Whilst Siebel has been largely overtaken by Salesforce as the leading CRM package, it retains a large user base.
Silwood found that:
- There are around 5,000 tables in a typical Siebel system and approximately 170,000 fields
- Social Security Number was found in 14 tables
- Date of Birth in over 6 tables.
Being a CRM system, Siebel and similar systems will be a prime target for GDPR.
Oracle E-Business Suite
Oracle E-Business Suite is another of Oracle's package offerings with strong functionality across the range of ERP applications.
Silwood found that:
- There are around 22,000 tables and approximately 570,000 fields
- Social Security Number was found in 5 tables
- Date of Birth in over 40 tables.
The task of locating Personal Data is part of the 'Information Audit' phase of a GDPR project. This will inform other steps in the process of becoming compliant, such as delivering Data Subjects' Rights for Rectification, Deletion and Access.

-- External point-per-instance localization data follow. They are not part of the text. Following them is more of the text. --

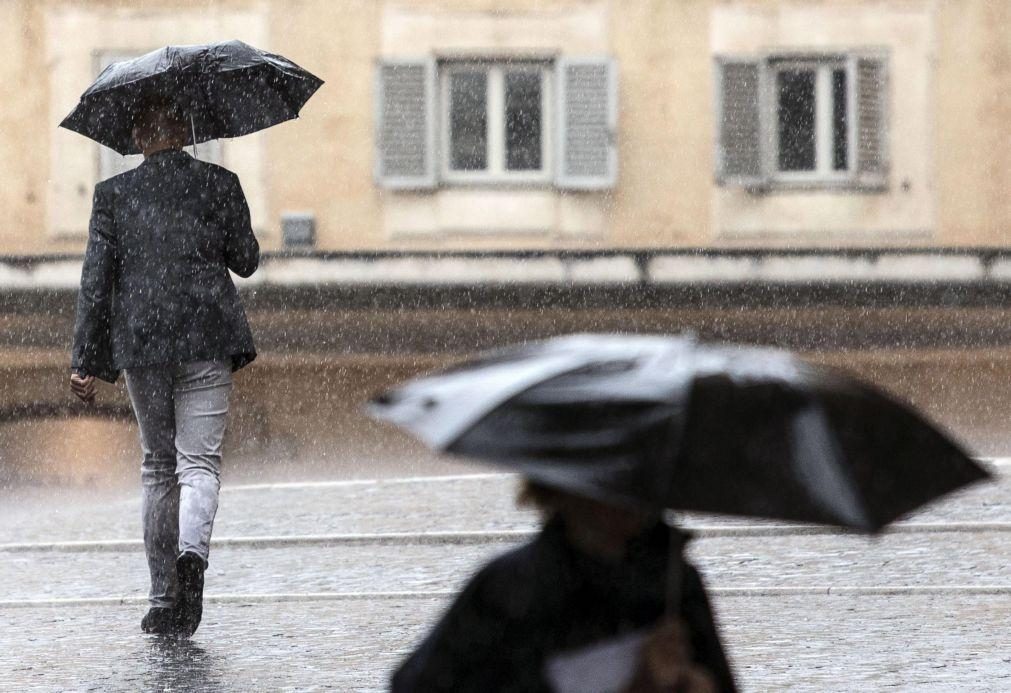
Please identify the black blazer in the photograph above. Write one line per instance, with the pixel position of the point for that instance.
(155, 288)
(546, 598)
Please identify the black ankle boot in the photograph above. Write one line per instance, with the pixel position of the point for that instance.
(159, 620)
(189, 602)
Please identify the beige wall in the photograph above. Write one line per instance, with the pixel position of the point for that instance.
(951, 74)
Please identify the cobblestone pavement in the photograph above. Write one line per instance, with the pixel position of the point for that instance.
(320, 637)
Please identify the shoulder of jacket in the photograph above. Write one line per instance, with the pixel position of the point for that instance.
(214, 169)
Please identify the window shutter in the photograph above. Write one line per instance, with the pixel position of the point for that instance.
(871, 120)
(587, 121)
(739, 157)
(405, 124)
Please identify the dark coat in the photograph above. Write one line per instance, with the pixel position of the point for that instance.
(155, 288)
(548, 597)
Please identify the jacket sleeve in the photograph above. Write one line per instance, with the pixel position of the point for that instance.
(242, 251)
(92, 350)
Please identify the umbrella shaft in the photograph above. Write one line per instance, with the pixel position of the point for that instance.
(193, 131)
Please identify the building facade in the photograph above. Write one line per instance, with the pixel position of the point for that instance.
(586, 124)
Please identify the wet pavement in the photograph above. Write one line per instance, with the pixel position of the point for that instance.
(315, 606)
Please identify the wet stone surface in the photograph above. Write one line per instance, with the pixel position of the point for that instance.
(777, 641)
(481, 503)
(795, 561)
(795, 643)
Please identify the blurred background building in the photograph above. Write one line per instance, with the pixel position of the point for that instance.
(829, 175)
(558, 123)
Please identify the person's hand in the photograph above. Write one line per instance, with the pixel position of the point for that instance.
(665, 663)
(83, 387)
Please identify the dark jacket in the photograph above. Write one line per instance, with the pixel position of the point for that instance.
(548, 597)
(155, 287)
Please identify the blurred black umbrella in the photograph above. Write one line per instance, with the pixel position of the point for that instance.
(225, 89)
(670, 423)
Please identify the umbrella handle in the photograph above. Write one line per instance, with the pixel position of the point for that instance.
(193, 131)
(675, 570)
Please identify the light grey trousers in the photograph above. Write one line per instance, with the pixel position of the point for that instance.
(181, 412)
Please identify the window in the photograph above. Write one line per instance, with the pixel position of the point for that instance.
(494, 122)
(802, 121)
(812, 118)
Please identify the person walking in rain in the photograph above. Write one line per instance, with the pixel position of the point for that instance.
(158, 304)
(596, 572)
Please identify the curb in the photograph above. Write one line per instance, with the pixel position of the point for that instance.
(470, 538)
(726, 592)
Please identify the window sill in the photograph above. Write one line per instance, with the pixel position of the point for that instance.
(841, 186)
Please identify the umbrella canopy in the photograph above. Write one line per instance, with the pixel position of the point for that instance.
(668, 422)
(228, 89)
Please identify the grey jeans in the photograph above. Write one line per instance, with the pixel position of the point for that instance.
(181, 412)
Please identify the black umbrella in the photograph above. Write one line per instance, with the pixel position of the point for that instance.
(226, 90)
(671, 423)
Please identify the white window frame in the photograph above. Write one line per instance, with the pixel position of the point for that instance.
(823, 66)
(496, 173)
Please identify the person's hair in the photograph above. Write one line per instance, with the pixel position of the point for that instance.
(159, 120)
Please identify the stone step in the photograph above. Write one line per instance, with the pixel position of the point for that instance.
(803, 643)
(808, 561)
(483, 502)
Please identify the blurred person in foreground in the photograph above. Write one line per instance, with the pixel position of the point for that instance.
(157, 302)
(595, 572)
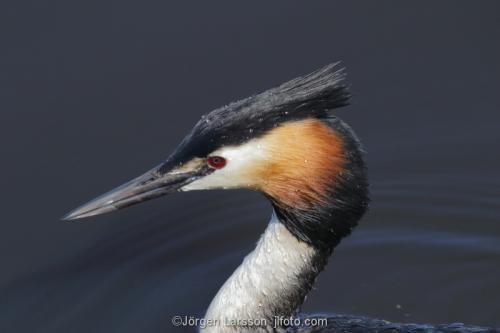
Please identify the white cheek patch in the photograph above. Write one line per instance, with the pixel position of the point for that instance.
(239, 160)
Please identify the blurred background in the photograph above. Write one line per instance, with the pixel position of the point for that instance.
(93, 93)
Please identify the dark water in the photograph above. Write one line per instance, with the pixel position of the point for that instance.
(93, 93)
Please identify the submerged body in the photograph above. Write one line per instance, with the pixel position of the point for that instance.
(286, 144)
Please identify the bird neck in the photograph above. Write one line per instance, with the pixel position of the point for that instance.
(272, 282)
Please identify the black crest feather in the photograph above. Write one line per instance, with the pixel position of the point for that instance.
(312, 95)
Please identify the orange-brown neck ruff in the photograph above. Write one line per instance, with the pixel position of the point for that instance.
(307, 156)
(316, 179)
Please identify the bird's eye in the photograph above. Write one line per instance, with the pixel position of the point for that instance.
(216, 162)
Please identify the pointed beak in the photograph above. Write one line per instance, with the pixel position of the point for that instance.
(152, 184)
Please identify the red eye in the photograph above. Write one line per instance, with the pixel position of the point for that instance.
(216, 162)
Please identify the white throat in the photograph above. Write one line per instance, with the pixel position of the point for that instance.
(272, 281)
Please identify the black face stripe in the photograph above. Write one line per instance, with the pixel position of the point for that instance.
(312, 95)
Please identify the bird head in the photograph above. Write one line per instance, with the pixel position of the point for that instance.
(283, 142)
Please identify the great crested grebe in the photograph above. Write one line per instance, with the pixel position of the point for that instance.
(285, 143)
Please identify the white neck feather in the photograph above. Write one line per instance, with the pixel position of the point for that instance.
(272, 281)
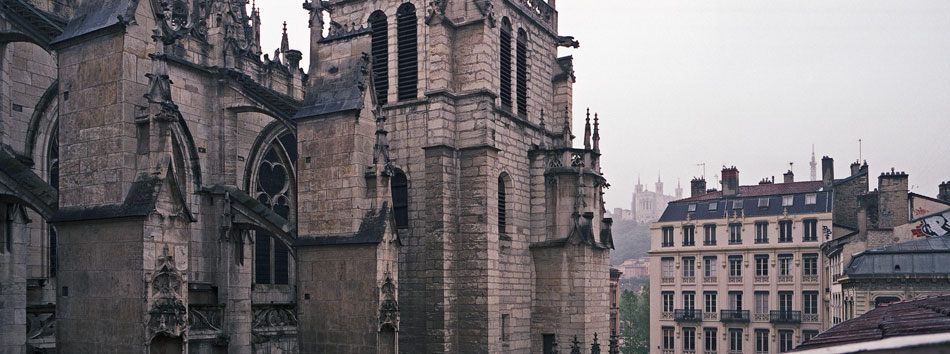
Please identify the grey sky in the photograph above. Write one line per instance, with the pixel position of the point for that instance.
(749, 83)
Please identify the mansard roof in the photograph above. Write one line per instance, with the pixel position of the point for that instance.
(923, 256)
(339, 87)
(748, 199)
(920, 316)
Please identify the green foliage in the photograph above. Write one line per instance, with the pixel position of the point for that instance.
(631, 240)
(635, 320)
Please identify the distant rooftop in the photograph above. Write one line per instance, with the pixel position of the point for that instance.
(921, 316)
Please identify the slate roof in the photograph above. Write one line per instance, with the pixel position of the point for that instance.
(340, 88)
(923, 256)
(926, 315)
(748, 198)
(91, 16)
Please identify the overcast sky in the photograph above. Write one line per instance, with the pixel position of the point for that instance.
(748, 83)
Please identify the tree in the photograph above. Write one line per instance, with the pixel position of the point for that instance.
(635, 318)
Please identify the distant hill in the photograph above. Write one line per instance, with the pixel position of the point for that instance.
(631, 240)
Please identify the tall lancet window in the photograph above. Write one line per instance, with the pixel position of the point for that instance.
(399, 185)
(274, 187)
(522, 74)
(52, 165)
(380, 51)
(504, 63)
(406, 44)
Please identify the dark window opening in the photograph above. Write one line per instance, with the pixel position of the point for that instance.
(406, 52)
(504, 64)
(399, 185)
(522, 73)
(380, 52)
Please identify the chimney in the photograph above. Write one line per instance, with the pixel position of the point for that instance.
(697, 187)
(730, 181)
(944, 193)
(828, 171)
(855, 168)
(789, 176)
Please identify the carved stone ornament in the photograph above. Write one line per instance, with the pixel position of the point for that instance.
(167, 312)
(388, 308)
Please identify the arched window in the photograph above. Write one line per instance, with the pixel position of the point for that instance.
(504, 63)
(399, 185)
(522, 74)
(274, 187)
(406, 51)
(380, 51)
(502, 205)
(52, 166)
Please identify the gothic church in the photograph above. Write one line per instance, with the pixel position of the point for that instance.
(165, 187)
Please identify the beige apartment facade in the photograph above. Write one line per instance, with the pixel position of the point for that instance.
(738, 271)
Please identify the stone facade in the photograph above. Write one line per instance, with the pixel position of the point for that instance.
(167, 188)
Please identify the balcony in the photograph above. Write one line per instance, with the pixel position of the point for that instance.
(734, 316)
(688, 315)
(785, 316)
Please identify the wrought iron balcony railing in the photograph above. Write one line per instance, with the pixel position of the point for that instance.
(787, 316)
(687, 315)
(734, 315)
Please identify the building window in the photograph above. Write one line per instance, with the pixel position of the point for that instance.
(666, 266)
(810, 302)
(502, 206)
(504, 63)
(689, 300)
(667, 236)
(406, 50)
(689, 232)
(380, 51)
(710, 302)
(521, 51)
(668, 338)
(689, 339)
(735, 266)
(810, 262)
(735, 300)
(784, 264)
(735, 340)
(785, 231)
(709, 235)
(761, 341)
(710, 337)
(811, 230)
(762, 302)
(505, 324)
(689, 267)
(761, 232)
(788, 200)
(667, 301)
(735, 234)
(761, 265)
(274, 190)
(399, 186)
(785, 340)
(709, 266)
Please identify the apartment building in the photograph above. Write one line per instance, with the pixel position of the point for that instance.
(738, 270)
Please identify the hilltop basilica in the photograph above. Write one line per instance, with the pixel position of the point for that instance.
(167, 188)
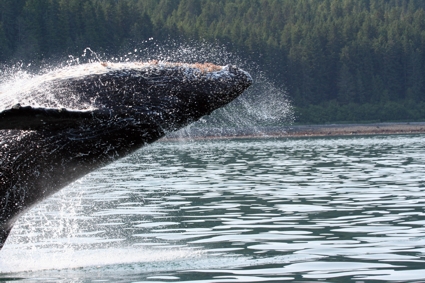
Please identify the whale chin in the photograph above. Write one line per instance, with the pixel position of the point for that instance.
(83, 117)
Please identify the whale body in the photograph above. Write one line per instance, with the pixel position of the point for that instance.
(75, 120)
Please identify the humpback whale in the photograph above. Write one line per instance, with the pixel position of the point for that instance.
(74, 120)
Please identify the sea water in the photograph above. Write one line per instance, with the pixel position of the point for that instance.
(338, 209)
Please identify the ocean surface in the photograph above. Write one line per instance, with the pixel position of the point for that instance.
(338, 209)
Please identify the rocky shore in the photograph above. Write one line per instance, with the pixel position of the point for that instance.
(355, 129)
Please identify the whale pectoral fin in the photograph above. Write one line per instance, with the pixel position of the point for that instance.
(30, 118)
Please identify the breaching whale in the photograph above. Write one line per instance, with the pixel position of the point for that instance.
(75, 120)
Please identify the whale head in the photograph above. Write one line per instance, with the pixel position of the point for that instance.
(168, 95)
(77, 119)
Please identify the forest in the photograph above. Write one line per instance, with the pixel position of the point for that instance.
(338, 60)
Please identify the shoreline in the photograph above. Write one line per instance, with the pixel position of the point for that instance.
(356, 129)
(300, 131)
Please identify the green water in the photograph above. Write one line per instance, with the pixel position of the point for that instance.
(252, 210)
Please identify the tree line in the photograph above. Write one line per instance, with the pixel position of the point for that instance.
(339, 60)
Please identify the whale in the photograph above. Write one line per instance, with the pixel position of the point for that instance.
(68, 122)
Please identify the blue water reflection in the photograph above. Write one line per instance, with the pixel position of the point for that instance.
(244, 210)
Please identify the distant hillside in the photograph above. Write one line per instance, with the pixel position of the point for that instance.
(340, 60)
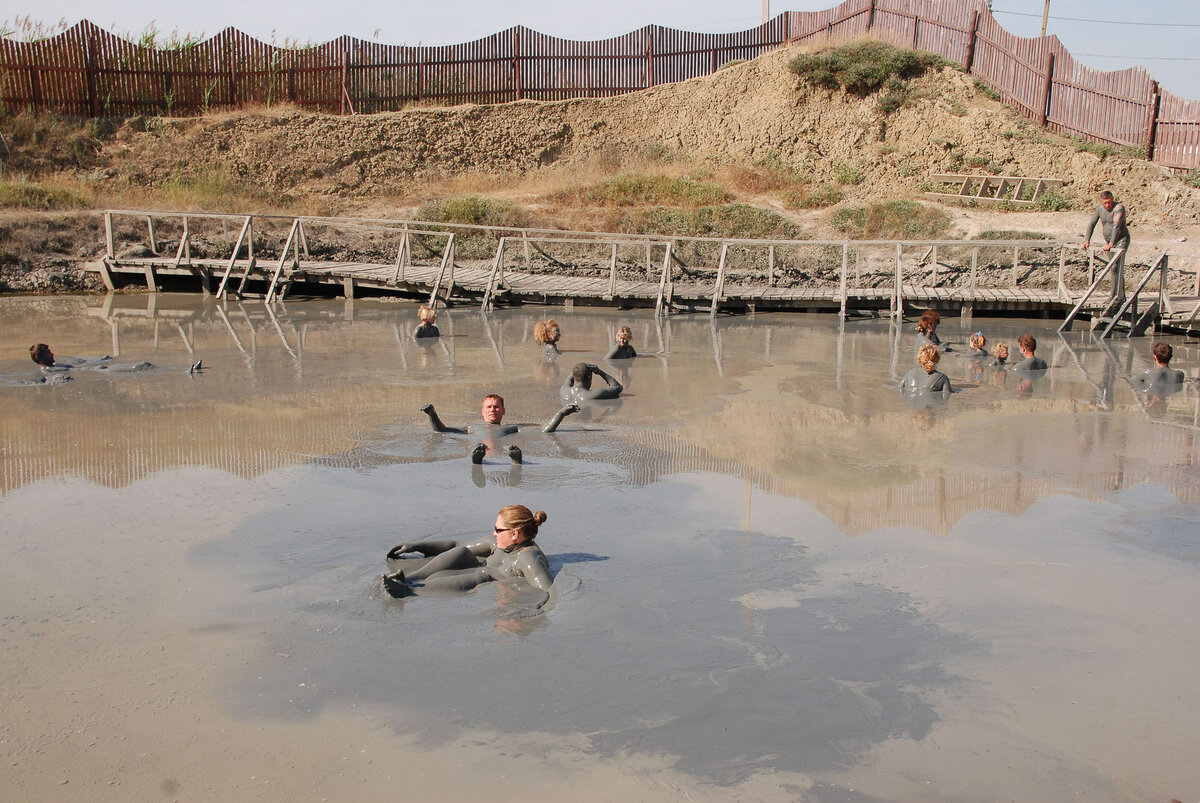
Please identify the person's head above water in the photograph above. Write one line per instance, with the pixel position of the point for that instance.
(928, 358)
(582, 376)
(516, 525)
(929, 321)
(546, 331)
(493, 408)
(41, 354)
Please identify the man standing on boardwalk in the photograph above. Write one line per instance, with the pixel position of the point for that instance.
(1111, 216)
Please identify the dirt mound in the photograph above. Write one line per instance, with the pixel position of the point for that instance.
(744, 117)
(747, 114)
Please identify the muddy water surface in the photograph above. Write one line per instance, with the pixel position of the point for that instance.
(774, 579)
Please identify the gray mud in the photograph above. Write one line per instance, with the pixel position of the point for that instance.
(774, 580)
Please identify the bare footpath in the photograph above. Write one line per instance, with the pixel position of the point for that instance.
(745, 115)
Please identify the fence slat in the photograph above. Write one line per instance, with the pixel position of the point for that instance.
(88, 71)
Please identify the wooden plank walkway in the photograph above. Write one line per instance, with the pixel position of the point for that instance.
(867, 280)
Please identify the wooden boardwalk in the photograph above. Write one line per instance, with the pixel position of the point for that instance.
(873, 276)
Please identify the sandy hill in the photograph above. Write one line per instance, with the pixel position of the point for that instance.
(744, 117)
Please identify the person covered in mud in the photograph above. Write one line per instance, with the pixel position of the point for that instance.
(493, 426)
(623, 348)
(429, 327)
(1115, 227)
(1000, 354)
(1027, 345)
(927, 331)
(577, 388)
(547, 334)
(925, 378)
(509, 552)
(978, 347)
(1161, 381)
(42, 355)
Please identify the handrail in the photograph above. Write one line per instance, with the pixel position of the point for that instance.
(283, 258)
(233, 259)
(1131, 301)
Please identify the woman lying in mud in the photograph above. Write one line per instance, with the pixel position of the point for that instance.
(509, 552)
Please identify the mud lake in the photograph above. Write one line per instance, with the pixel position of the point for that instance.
(774, 579)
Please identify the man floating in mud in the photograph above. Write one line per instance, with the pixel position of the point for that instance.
(577, 388)
(493, 426)
(1113, 221)
(1161, 381)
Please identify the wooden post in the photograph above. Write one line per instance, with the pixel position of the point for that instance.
(719, 287)
(972, 33)
(649, 59)
(845, 267)
(516, 64)
(1047, 88)
(612, 271)
(35, 88)
(1156, 100)
(346, 60)
(93, 97)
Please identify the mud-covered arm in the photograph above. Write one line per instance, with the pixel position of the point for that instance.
(552, 425)
(429, 549)
(1091, 227)
(532, 565)
(483, 547)
(436, 421)
(612, 390)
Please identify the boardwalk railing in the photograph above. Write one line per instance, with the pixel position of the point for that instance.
(90, 72)
(451, 263)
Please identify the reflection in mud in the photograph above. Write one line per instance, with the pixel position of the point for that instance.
(765, 561)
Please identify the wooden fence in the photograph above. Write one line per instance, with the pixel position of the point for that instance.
(89, 72)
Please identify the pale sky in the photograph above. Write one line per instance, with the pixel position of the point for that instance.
(1163, 42)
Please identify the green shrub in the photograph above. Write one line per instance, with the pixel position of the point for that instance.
(724, 221)
(1012, 234)
(22, 193)
(822, 197)
(473, 210)
(985, 90)
(849, 174)
(1051, 201)
(634, 189)
(893, 220)
(863, 67)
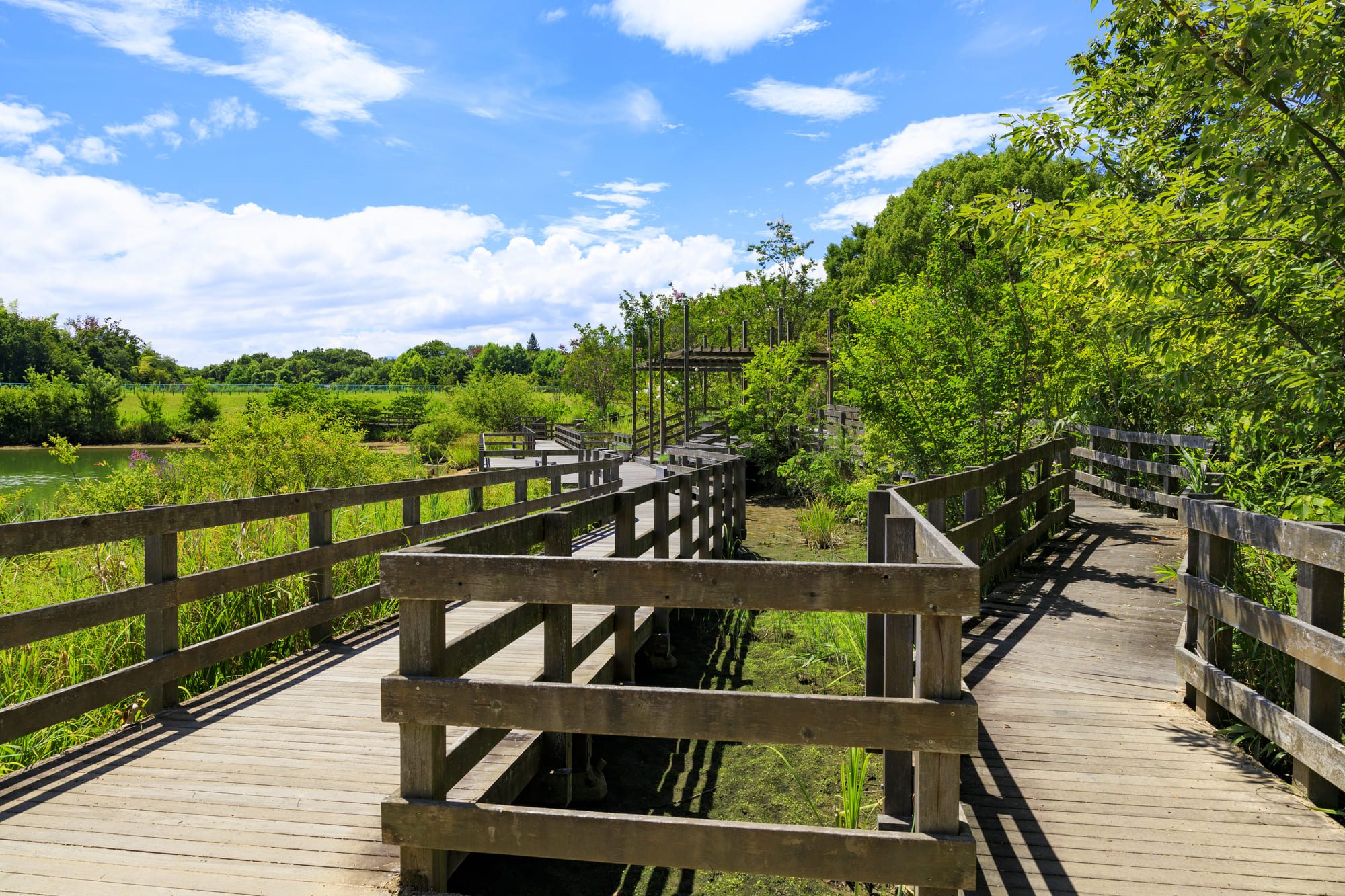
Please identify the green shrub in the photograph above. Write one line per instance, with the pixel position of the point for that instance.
(435, 438)
(200, 404)
(820, 524)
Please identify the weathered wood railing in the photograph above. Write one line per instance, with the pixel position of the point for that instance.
(1152, 479)
(1311, 733)
(926, 842)
(166, 589)
(508, 440)
(1000, 517)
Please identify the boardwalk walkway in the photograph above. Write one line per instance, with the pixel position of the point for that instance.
(1091, 778)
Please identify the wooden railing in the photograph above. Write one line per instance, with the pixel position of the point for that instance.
(1003, 510)
(925, 840)
(1144, 462)
(1311, 733)
(165, 589)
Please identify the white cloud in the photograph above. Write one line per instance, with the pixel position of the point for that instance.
(232, 114)
(157, 124)
(137, 28)
(914, 149)
(301, 61)
(44, 157)
(841, 216)
(205, 283)
(20, 123)
(1004, 36)
(709, 29)
(832, 104)
(623, 193)
(855, 79)
(96, 151)
(310, 68)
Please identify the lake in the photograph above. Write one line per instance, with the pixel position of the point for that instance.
(37, 470)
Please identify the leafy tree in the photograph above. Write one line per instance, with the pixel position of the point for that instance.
(410, 370)
(783, 395)
(1217, 249)
(200, 404)
(598, 365)
(102, 396)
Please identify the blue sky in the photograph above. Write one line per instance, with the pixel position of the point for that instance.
(231, 178)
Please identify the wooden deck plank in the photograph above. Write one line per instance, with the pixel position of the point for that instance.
(1091, 778)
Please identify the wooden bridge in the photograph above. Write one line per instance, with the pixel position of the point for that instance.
(1081, 767)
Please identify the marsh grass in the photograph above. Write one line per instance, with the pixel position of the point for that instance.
(820, 524)
(38, 580)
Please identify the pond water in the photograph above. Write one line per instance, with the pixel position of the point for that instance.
(38, 471)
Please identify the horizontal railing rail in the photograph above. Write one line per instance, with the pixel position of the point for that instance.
(165, 589)
(1311, 731)
(1003, 510)
(925, 841)
(1117, 463)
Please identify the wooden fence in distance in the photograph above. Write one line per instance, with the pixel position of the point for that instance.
(165, 591)
(1311, 733)
(925, 840)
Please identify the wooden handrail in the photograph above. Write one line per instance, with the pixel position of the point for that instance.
(166, 591)
(1311, 731)
(428, 693)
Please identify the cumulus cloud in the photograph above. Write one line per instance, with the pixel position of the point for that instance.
(914, 149)
(831, 104)
(205, 283)
(157, 124)
(711, 29)
(310, 68)
(96, 151)
(20, 123)
(623, 193)
(303, 63)
(841, 216)
(227, 115)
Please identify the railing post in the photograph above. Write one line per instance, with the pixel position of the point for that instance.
(1044, 501)
(973, 507)
(424, 772)
(661, 517)
(625, 616)
(740, 497)
(938, 513)
(880, 502)
(718, 510)
(1013, 487)
(411, 517)
(704, 499)
(161, 624)
(321, 579)
(1317, 696)
(558, 641)
(685, 509)
(898, 680)
(937, 775)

Unfortunately, no ERP or CRM application specialist will be familiar with all the tables in their databases. And the Social Security Number and Date of Birth are just two types of data – there are tens if not hundreds that need to be located and recorded. Therefore some form of automation is required to make the task achievable.
Nick Porter concluded: "The GDPR becomes enforceable across the EU in May 2018, and not since Y2K has there been so much confusion and hype around a single business issue. Every software company and consulting firm that even remotely plays in the data governance space is jumping onto the GDPR bandwagon. The reality is that there is no one GDPR 'solution' and any company saying they have one is probably overplaying their capabilities – unless of course throwing bodies at the task is considered to be a solution.
"The scale of the issue means that businesses that are not well-advanced in data discovery or are undertaking manual discovery processes will struggle to be ready on time for GDPR."
To assist SAP customers who are trying to find personal data in their ERP systems, Silwood have released a Safyr GDPR Starter Pack. This will accelerate the information audit process for them. We are also planning further Starter Packs for other applications in the near future
* Panorama Consulting Solutions – 2017 Top 10 ERP System Ranking.